To try to fix the performance of method #2, you could try to replace the @synchronized directive with a lower level synchronization construct (like locks, or atomic operations). I’m not going to put an example here, because I’d probably get it wrong. And so would you for that matter, so don’t bother. There’s a better performance option anyway.

4. And now for something completely different

static id sharedInstance = nil;

+ (void)initialize {
    sharedInstance = [[self alloc] init];
}

+ (instancetype)sharedInstance
    return sharedInstance;
}

This one is not a commonly seen method, and it takes a completely different approach from all the other techniques. It relies on the fact that the initialize method is called on every class exactly once before the class is used. It’s thread-safe, and has no performance overhead. Because of that, it used to be my preferred technique (back in the bad old days). However, it does have a few small drawbacks:

– It forces the singleton to be initialized as soon as the class is accessed. Now since it’s a singleton class, you were probably about to access the singleton method anyway. But it’s not quite as lazy as the other methods.

– There is some potential weirdness if your singleton class is sub-classed. Why would you sub-class a singleton? I don’t know, but I’ve seen it happen.
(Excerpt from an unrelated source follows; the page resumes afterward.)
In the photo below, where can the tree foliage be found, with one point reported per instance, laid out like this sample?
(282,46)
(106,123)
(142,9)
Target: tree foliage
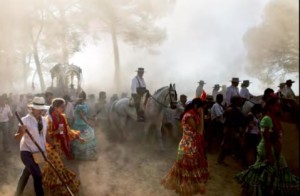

– It’s just not as clean as the other methods. Rather than being self-contained in sharedInstance, the logic is in three different places.

5. The Right Way

+ (instancetype)sharedInstance
{
    static dispatch_once_t once;
    static id sharedInstance;

    dispatch_once(&once, ^{
        sharedInstance = [[self alloc] init];
    });

    return sharedInstance;
}

Since the introduction of GCD, this has become the canonical way of writing a singleton. dispatch_once ensures that the singleton gets created only once, in a thread-safe manner. And it has better performance than any other synchronization method.

So just write your singleton The Right Way, and save yourself some grief.